Murphy dispossessed United’s Paul Scholes and shot Fulham into a 22nd lead from 30 metres and the second half was only seconds old when Zamora fired home after Clint Dempsey’s headed pass.
Duff added the third with a left foot volley in the 75th minute against a United defence which was missing four central defenders through injury.
Nadir Belhadj and Frederic Piquionne fired home angled shots as Portsmouth stunned 10-man Liverpool to put more pressure on manager Rafa Benitez.
Making his first league start for three months, Algerian international Belhadj struck the first in the 33rd minute before Liverpool’s Javier Mascherano was sent off for an ugly foul on Tal Ben Haim.
Piquionne added the second in the 82nd to improve Portsmouth’s chances of avoiding relegation. It was Liverpool’s seventh league loss from 18 games and the defeat pushed the Reds further out of title contention.

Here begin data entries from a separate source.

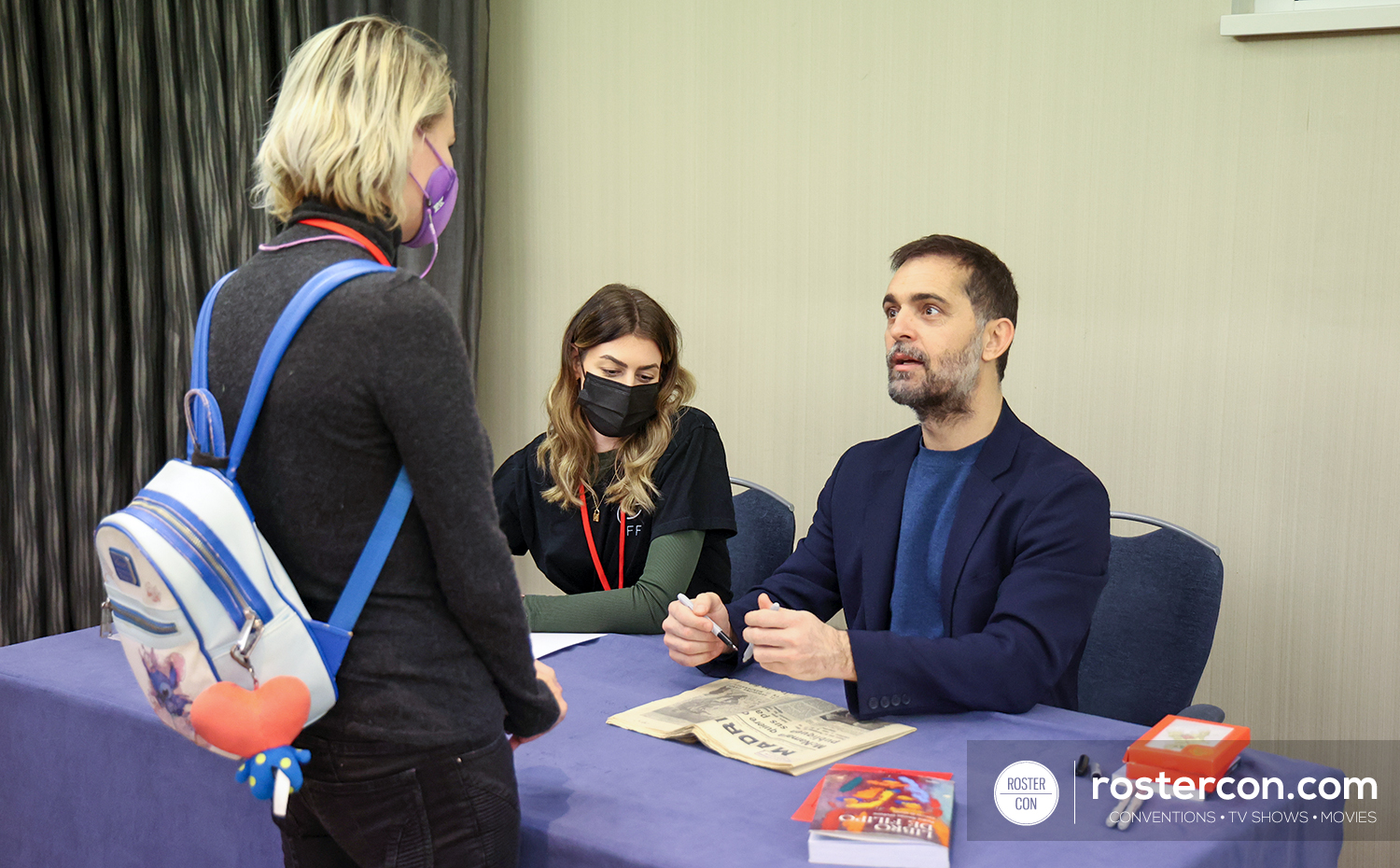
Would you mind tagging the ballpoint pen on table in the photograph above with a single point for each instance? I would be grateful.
(714, 627)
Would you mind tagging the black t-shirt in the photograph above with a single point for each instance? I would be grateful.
(693, 495)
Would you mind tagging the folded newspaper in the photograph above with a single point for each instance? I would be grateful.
(770, 728)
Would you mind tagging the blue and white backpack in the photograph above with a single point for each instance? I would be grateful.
(193, 590)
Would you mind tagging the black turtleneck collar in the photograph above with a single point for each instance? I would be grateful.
(378, 232)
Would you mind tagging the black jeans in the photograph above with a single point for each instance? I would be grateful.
(370, 805)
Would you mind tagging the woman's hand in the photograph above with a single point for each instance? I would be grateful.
(546, 675)
(689, 638)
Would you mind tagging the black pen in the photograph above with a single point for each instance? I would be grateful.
(714, 627)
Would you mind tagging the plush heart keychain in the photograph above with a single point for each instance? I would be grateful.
(257, 725)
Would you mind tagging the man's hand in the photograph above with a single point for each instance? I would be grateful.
(688, 633)
(797, 644)
(546, 675)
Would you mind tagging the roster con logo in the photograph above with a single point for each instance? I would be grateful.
(1027, 792)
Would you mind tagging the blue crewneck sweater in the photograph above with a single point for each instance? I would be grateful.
(935, 479)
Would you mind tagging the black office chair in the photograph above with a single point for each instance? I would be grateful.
(764, 539)
(1154, 626)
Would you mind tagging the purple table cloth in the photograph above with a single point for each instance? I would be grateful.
(90, 777)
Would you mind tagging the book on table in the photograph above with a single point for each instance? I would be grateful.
(893, 818)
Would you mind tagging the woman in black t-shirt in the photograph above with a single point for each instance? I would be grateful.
(624, 500)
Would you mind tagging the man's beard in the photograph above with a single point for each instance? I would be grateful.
(941, 392)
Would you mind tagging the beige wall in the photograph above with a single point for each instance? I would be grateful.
(1206, 234)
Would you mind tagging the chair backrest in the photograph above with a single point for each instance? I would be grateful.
(764, 539)
(1154, 624)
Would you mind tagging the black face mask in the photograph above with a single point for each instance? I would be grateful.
(616, 409)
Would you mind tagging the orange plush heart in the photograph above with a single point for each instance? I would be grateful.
(249, 721)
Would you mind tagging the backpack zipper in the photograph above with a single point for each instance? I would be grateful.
(132, 616)
(196, 542)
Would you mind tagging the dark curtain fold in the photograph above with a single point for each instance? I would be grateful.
(126, 137)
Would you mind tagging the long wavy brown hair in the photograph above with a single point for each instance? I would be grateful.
(568, 454)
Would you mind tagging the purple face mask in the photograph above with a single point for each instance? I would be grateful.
(439, 198)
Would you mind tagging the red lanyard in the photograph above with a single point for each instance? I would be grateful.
(593, 549)
(353, 235)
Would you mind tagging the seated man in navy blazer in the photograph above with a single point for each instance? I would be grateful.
(968, 551)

“If you analyze the first half I think we were doing well,” Benitez said. “We conceded a goal and then the sending off of Mascherano changed everything.”
Asked if he thought the red card was justified, the Liverpool manager, who appeared furious about the decision at the time, replied: “The referee was perfect, in everything. He never made mistakes.”
Asked if he was worried about losing his job, Benitez replied: “I’m worried about winning the next game.”
Two goals by Peter Crouch steered Tottenham to a 2-0 victory at Blackburn and substitute John Carew gave Aston Villa a 1-0 victory over Stoke, a fifth straight win for Martin O’Neill’s team.